Tiger Woods accepts special exemption for the US Open at Pinehurst No. 2 – Chicago Tribune

Tiger Woods accepted a special exemption for the US Open at Pinehurst No. 2, the first time the three-time champion has needed an exemption to play.

Woods has been exempt from every U.S. Open since he first played as the reigning U.S. Amateur champion in 1995. His five-year exemption for winning the 2019 Masters expired last year.

The waiver was expected and would likely be the first of many. The USGA is particular about who is exempt from qualifying, most recently awarding one in 2021 to Phil Mickelson.

Jack Nicklaus, with four US Open titles among his 18 professional majors, received a record eight special exemptions, including five in a row, until he stopped playing the US Open at Pebble Beach after 2000.

Arnold Palmer received five US Open exemptions, the last in 1994 when he returned to Oakmont, near his hometown, for a tearful farewell.

Woods won the 2000 US Open at Pebble Beach by 15 shots, a record winning margin for any major champion. He added another title at Bethpage Black in New York in 2002, and he famously won his third US Open at Torrey Pines in 2008, just a week before undergoing reconstructive surgery on his left knee.

“The US Open, our national championship, is truly a special event for our game and one that has helped define my career,” Woods said in a statement. “I am honored to receive this exemption and couldn’t be more excited for the opportunity to compete in this year’s US Open, especially at Pinehurst, a venue that means so much to the game.”

The US Open is June 13-16 at Pinehurst No. 2, where the Open will be held for the fourth time. Woods finished third, two shots behind the late Payne Stewart, in 1999. He was second at Pinehurst in 2005 to Michael Campbell.
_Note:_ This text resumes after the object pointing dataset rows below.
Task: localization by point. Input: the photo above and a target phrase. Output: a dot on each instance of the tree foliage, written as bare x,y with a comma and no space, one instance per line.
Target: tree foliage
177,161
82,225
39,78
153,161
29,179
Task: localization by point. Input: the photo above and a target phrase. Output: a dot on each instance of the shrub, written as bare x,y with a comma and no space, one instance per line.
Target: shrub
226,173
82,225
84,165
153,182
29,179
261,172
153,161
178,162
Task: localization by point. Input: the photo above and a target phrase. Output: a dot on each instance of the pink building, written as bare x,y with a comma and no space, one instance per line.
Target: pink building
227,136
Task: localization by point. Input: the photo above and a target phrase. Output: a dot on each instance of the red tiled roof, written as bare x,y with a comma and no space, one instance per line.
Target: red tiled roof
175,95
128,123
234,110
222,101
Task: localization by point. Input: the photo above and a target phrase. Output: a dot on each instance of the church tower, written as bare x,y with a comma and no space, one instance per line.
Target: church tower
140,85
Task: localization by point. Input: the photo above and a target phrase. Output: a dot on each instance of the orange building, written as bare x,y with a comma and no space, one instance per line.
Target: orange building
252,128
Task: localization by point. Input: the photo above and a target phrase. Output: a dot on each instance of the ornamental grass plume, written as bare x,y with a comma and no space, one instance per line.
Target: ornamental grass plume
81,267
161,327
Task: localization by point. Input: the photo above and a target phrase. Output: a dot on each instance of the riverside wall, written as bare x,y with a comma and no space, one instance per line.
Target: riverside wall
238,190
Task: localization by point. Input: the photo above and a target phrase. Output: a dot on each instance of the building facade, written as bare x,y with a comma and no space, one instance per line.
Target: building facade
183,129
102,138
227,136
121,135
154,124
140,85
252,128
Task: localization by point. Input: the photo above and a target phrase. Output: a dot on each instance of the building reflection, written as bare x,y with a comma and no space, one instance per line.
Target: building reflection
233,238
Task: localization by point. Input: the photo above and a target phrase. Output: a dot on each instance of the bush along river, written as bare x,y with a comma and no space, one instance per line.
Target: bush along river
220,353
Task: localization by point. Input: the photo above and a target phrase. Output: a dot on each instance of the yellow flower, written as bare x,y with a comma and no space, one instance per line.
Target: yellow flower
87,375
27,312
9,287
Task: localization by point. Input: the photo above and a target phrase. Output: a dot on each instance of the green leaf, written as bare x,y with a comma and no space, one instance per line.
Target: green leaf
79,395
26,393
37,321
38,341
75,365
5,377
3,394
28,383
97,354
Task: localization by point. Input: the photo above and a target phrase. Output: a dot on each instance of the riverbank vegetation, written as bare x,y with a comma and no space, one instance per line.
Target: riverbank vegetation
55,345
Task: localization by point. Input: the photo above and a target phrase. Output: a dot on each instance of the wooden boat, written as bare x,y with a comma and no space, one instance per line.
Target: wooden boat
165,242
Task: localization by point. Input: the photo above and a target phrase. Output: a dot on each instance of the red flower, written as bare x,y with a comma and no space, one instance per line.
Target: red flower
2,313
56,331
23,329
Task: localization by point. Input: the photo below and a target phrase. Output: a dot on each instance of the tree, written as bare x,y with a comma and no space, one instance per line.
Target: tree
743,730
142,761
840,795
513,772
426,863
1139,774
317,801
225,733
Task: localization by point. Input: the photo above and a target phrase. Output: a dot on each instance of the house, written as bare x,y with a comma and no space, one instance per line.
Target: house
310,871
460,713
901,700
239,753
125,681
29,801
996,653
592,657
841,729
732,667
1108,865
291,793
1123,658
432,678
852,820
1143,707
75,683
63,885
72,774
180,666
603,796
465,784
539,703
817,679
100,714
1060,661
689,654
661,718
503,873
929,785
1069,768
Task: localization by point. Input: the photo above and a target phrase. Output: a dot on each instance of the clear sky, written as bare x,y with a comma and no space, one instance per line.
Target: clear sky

He missed the most recent Open at Pinehurst in 2014 while recovering from the first of what would be four back surgeries.

Woods has a long history with the USGA as the only player to win the US Junior Amateur three times in a row, followed by the US Amateur three times in a row. His nine USGA championships are matched only by amateur great Bobby Jones.

Woods was selected earlier this year to receive the Bob Jones Award, the USGA’s highest honor.

“The story of the US Open could not be written without Tiger Woods,” said John Bodenhamer, USGA Chief Championships Officer. “From his 15-stroke win at Pebble Beach in 2000 to his inspiring win over a broken leg at Torrey Pines in 2008, this championship is simply better when Tiger is in the field, and his performance in the game has undoubtedly made this an easy one. decision made for our special exemption committee.”

It will be Woods’ first time competing in the US Open since Winged Foot in 2020, which was held without fans in September due to the COVID-19 pandemic.

He crashed his car in Los Angeles and seriously injured his right leg and ankle in February 2021, causing him to miss the US Open’s return to Torrey Pines. While he returned to competition a year later, the US Open at Brookline in 2022 was the only major he did not play. A year ago, Woods underwent surgery on his right ankle after the Masters and did not play the rest of the year, missing the US Open debut at Los Angeles Country Club.

Woods last competed in the US Open in 2010 at Pebble Beach, where he shot 66 points in the third round but then closed with a 75 to tie for fourth place.

He is expected to play in the PGA Championship in two weeks at Valhalla, where he won in 2000 on his way to capturing all four majors in a row. Woods said during a round of appearances on NBC shows earlier this week to promote his clothing line that his plan was to play in the remaining three majors.